The Supreme Court decided to allow a class-action lawsuit against an osteoporosis drug maker to proceed and stipulated that when the matter is adjudicated, a judge, not a jury, must decide whether federal law requires that a warning be placed on the drug’s label.
More than 500 consumers are suing the company, claiming injuries dating from 1999 through 2010 related to their use of Fosamax, sales of which brought Merck a reported $250 million in 2017 in the bisphosphonates market. Before the company lost patent exclusivity in 2008, Fosamax sales routinely generated upward of $3 billion annually.
The medication has been prescribed to prevent and treat osteoporosis in post-menopausal women since 1995. Some women have broken their femurs while using the bone-strengthening drug. The femur, located in the thigh, is the longest and strongest bone in the human body.
Litigants claim they suffered atypical femur fractures after long-term use and further claim the company knew about the risk for more than 10 years before the government, based on its own research, added information about it to the drug’s warning label in January 2011.
A federal judge in New Jersey granted summary judgment to Merck, following the reasoning contained in a 2009 Supreme Court ruling called Wyeth v. Levine. In that case, the high court found federal law prevents consumers from filing failure-to-warn claims under state law when there is “clear evidence” that the Food and Drug Administration wouldn’t have approved the warning.
Although Merck had warned the FDA in 2008 about the risk that the drug could cause a “low-energy femoral shaft fracture,” the FDA rejected the request to add the warning in 2009.
But even after the FDA said no to adding the warning, the “burden and the responsibility to correct a drug label rests with the manufacturer, not the FDA,” the circuit court ruled in allowing the plaintiffs’ lawsuits to proceed.
In the newly published Supreme Court opinion, Justice Breyer wrote that:
“Judges, rather than lay juries, are better equipped to evaluate the nature and scope of an agency’s determination.”
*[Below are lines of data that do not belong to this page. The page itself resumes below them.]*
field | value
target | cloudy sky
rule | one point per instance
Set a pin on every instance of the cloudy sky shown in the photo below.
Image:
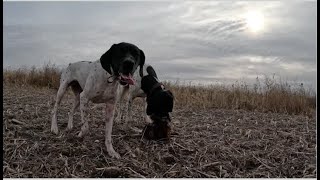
(199, 41)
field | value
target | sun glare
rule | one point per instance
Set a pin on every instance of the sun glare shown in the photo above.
(255, 21)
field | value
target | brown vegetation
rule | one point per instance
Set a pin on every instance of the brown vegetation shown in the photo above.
(271, 95)
(206, 143)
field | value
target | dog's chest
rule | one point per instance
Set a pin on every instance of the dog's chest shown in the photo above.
(107, 94)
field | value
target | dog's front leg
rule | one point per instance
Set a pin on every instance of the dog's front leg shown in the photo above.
(110, 108)
(84, 114)
(146, 117)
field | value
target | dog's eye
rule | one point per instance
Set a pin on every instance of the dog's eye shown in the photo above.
(135, 53)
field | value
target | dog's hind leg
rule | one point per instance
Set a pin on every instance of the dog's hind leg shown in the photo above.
(110, 108)
(146, 117)
(62, 89)
(84, 100)
(129, 109)
(76, 91)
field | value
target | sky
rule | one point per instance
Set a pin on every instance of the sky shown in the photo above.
(197, 41)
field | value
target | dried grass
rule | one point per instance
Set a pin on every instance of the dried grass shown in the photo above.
(206, 142)
(267, 95)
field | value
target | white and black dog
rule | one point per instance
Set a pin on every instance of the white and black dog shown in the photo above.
(100, 82)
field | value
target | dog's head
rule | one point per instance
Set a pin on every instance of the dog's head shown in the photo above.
(122, 60)
(159, 100)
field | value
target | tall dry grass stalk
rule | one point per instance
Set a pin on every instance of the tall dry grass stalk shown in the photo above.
(270, 95)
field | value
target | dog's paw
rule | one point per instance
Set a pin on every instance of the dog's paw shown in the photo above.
(70, 126)
(114, 154)
(54, 129)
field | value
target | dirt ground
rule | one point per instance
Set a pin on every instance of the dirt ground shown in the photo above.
(206, 143)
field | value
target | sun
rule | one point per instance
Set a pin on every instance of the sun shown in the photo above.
(255, 21)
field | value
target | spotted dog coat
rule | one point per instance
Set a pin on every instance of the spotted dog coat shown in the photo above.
(100, 82)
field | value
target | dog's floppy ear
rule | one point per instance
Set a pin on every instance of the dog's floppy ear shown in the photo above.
(142, 60)
(106, 60)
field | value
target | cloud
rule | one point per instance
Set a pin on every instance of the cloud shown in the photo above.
(188, 40)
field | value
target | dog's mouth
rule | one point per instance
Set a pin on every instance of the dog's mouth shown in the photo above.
(126, 79)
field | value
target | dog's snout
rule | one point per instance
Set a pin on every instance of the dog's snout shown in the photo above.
(128, 65)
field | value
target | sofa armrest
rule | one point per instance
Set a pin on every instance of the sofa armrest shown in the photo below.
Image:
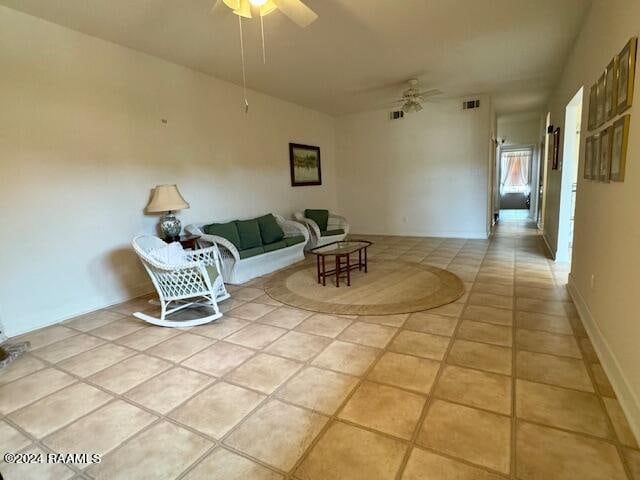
(312, 227)
(337, 221)
(291, 228)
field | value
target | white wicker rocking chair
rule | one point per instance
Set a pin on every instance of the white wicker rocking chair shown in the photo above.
(182, 284)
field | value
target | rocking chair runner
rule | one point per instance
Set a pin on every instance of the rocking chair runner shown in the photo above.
(195, 283)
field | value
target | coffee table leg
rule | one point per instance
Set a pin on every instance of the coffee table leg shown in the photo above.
(365, 260)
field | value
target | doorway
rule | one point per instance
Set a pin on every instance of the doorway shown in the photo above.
(515, 168)
(570, 156)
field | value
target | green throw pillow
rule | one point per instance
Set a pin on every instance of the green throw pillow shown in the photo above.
(321, 217)
(227, 230)
(270, 231)
(249, 231)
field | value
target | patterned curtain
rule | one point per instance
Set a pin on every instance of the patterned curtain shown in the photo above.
(515, 171)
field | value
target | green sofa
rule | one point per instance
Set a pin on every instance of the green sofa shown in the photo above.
(253, 247)
(323, 226)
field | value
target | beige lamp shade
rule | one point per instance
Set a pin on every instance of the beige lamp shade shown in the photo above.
(166, 198)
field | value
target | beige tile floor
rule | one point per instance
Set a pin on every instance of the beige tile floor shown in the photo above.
(503, 383)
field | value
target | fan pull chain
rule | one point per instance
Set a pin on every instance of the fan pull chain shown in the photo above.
(244, 77)
(264, 50)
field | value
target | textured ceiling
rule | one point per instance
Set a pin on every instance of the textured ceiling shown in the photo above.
(358, 54)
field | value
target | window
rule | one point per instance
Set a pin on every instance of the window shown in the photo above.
(515, 171)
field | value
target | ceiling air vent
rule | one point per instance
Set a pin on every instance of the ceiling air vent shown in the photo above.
(469, 104)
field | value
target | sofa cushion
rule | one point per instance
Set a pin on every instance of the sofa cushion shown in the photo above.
(328, 233)
(227, 230)
(294, 240)
(270, 231)
(251, 252)
(321, 217)
(249, 231)
(270, 247)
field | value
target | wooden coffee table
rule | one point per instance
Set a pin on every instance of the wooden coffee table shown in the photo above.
(341, 251)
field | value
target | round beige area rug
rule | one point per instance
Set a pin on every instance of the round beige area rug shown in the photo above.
(389, 287)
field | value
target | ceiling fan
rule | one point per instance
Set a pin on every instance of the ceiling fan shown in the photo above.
(412, 98)
(297, 11)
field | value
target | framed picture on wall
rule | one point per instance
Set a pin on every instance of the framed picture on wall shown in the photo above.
(595, 166)
(605, 154)
(620, 138)
(610, 89)
(304, 162)
(555, 163)
(593, 104)
(600, 102)
(588, 158)
(626, 75)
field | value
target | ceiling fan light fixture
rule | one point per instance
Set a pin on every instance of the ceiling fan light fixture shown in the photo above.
(411, 107)
(267, 7)
(243, 9)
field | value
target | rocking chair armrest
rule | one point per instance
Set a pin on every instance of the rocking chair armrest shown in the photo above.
(221, 242)
(189, 264)
(291, 228)
(208, 256)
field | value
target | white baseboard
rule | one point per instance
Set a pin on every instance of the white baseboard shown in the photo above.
(27, 327)
(465, 235)
(628, 400)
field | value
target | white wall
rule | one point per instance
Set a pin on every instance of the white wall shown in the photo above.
(82, 144)
(519, 129)
(426, 174)
(607, 229)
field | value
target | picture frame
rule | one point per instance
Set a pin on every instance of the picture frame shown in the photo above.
(595, 166)
(588, 158)
(305, 165)
(610, 89)
(619, 142)
(593, 104)
(605, 154)
(600, 101)
(625, 75)
(555, 164)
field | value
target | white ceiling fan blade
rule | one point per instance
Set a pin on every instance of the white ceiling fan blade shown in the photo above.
(430, 93)
(297, 11)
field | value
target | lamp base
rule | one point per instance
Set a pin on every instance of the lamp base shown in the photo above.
(170, 227)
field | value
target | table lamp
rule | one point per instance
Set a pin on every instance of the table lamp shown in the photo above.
(167, 198)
“Judges are experienced in ‘the construction of written instruments,’ such as those normally produced by a federal agency to memorialize its considered judgments.”
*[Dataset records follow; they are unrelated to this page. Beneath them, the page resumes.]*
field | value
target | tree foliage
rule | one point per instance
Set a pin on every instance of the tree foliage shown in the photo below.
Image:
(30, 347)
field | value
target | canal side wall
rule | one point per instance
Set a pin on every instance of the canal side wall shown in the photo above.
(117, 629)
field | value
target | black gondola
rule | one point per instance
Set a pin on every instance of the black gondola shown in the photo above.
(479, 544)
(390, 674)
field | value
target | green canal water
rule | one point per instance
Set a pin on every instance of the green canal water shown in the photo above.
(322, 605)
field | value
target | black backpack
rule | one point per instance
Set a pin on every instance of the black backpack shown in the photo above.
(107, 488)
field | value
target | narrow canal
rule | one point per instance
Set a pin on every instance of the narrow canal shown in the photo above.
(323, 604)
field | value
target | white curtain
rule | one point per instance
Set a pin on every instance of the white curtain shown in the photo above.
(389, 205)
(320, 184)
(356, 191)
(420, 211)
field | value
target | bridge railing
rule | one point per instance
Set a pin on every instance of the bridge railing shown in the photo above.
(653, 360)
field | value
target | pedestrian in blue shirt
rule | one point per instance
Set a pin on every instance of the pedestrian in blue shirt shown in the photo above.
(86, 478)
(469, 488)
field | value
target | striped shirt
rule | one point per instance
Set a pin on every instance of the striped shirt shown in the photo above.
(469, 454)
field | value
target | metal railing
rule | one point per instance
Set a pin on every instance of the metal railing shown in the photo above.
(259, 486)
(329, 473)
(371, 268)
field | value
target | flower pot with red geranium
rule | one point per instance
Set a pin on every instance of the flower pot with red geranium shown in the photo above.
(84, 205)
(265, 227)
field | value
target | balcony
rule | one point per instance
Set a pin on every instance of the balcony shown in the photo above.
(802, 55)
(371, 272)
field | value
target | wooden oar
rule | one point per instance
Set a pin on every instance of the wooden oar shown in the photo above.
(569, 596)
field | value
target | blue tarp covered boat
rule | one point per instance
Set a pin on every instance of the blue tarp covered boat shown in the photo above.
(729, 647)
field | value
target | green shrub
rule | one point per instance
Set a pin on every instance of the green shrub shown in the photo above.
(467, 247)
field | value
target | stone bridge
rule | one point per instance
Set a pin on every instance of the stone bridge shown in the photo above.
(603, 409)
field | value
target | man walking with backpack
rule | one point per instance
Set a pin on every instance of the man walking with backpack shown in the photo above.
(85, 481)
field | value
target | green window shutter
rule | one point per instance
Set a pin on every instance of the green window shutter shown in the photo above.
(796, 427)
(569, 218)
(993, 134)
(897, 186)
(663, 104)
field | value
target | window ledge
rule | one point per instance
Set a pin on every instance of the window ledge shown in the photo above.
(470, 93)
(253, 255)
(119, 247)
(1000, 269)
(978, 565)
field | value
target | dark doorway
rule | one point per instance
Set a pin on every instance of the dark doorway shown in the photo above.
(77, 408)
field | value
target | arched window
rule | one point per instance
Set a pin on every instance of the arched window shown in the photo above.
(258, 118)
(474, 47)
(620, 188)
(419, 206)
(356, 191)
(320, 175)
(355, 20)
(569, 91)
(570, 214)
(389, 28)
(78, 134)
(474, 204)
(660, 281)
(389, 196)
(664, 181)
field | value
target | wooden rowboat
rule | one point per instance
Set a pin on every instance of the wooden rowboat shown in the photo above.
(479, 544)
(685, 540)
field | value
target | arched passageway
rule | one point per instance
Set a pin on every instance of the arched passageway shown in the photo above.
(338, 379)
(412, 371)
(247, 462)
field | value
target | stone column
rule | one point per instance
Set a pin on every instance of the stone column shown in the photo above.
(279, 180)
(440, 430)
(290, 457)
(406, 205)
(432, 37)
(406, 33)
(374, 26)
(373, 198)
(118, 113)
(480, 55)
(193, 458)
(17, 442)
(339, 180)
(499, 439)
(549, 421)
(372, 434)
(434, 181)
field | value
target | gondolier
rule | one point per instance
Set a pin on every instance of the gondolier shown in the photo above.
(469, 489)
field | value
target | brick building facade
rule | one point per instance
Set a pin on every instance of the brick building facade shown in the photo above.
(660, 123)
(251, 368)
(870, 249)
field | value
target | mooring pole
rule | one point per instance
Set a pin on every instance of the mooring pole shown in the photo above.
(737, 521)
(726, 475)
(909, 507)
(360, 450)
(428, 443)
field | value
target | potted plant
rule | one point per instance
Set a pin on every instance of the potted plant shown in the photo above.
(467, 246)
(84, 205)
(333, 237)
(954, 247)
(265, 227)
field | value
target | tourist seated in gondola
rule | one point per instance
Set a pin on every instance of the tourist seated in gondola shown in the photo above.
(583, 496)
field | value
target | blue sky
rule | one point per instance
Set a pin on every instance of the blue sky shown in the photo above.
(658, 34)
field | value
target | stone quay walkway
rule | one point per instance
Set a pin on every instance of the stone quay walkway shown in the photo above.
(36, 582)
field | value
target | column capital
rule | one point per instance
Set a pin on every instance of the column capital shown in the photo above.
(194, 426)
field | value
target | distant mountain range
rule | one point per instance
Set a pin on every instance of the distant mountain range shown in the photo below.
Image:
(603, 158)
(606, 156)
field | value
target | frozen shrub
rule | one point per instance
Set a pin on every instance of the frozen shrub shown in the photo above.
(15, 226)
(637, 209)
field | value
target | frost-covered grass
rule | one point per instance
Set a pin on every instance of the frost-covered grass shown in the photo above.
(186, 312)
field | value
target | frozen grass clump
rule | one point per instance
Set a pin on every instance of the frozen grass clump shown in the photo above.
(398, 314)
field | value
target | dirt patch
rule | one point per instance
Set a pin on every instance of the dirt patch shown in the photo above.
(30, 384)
Breyer wrote that failure-to-warn claims under state law continue to be preempted by federal law if there is “clear evidence” that the FDA would have refused to change the drug’s label.
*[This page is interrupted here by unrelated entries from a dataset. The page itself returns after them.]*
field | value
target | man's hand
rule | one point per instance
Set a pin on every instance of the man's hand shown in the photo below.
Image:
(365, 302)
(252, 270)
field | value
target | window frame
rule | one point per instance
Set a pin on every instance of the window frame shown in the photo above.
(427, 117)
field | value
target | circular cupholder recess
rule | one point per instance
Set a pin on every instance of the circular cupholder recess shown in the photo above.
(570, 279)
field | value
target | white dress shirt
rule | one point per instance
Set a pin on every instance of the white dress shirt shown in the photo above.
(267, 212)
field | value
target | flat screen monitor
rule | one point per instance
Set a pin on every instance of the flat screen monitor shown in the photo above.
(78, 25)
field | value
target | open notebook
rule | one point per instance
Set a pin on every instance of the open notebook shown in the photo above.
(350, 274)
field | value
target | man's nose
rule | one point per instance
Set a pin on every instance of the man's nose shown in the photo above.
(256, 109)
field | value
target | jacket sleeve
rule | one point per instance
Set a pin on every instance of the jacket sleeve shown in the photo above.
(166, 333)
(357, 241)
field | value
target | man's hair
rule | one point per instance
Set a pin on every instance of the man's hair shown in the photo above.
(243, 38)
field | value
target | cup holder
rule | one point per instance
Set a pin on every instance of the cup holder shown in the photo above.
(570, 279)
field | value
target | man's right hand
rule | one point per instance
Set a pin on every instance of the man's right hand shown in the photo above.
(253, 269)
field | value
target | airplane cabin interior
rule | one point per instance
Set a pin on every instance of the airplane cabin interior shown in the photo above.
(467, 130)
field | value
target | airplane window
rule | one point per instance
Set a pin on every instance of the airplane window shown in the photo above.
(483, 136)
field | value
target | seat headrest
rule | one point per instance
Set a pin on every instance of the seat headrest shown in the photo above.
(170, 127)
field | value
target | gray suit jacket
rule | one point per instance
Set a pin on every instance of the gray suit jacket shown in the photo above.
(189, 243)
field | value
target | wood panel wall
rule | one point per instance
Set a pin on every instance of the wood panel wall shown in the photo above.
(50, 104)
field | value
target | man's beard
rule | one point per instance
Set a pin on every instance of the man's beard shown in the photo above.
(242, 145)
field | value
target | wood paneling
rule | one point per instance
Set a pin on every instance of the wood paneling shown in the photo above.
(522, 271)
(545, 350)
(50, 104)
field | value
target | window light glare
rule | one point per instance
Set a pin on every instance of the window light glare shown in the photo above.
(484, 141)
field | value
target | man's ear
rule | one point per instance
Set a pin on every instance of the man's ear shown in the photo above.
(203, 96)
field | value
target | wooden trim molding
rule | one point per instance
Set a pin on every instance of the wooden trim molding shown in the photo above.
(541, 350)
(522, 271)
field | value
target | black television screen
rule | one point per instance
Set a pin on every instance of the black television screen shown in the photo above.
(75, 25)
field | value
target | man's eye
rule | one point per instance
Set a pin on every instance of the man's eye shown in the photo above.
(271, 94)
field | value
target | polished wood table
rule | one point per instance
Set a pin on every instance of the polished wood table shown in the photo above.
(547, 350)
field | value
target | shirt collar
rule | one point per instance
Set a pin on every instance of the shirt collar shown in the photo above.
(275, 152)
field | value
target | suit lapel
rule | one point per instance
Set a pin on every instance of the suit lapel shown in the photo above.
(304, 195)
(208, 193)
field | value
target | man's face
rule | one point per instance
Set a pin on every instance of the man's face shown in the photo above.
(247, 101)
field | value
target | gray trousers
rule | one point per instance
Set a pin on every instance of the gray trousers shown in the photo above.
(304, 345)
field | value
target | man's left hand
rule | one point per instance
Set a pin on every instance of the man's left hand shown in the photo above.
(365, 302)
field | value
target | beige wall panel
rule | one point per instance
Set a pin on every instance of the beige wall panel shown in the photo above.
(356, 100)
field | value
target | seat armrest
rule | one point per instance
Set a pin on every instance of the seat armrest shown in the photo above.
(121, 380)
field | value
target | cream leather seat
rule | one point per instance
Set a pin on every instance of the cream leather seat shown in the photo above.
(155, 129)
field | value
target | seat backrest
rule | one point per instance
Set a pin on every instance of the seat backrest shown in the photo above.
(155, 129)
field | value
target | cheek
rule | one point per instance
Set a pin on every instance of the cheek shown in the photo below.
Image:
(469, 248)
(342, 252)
He clarified that “clear evidence” means “evidence that shows the court that the drug manufacturer fully informed the FDA of the justifications for the warning required by state law and that the FDA, in turn, informed the drug manufacturer that the FDA would not approve a change to the drug’s label to include that warning.”
At oral arguments before the Supreme Court, the class-action litigants’ lawyer, David C. Frederick, said Merck consultant Dr. Joseph M. Lane of the Hospital for Special Surgery in New York City, previously complained that the company failed to provide “medically accurate education” to the Food and Drug Administration about fractures suffered by users of the drug.
Frederick said Lane is “the one who had coined the term ‘Fosamax fracture’ because, in all of his years of osteology, he had not encountered these kinds of fractures until he had patients coming to him who were on this drug.”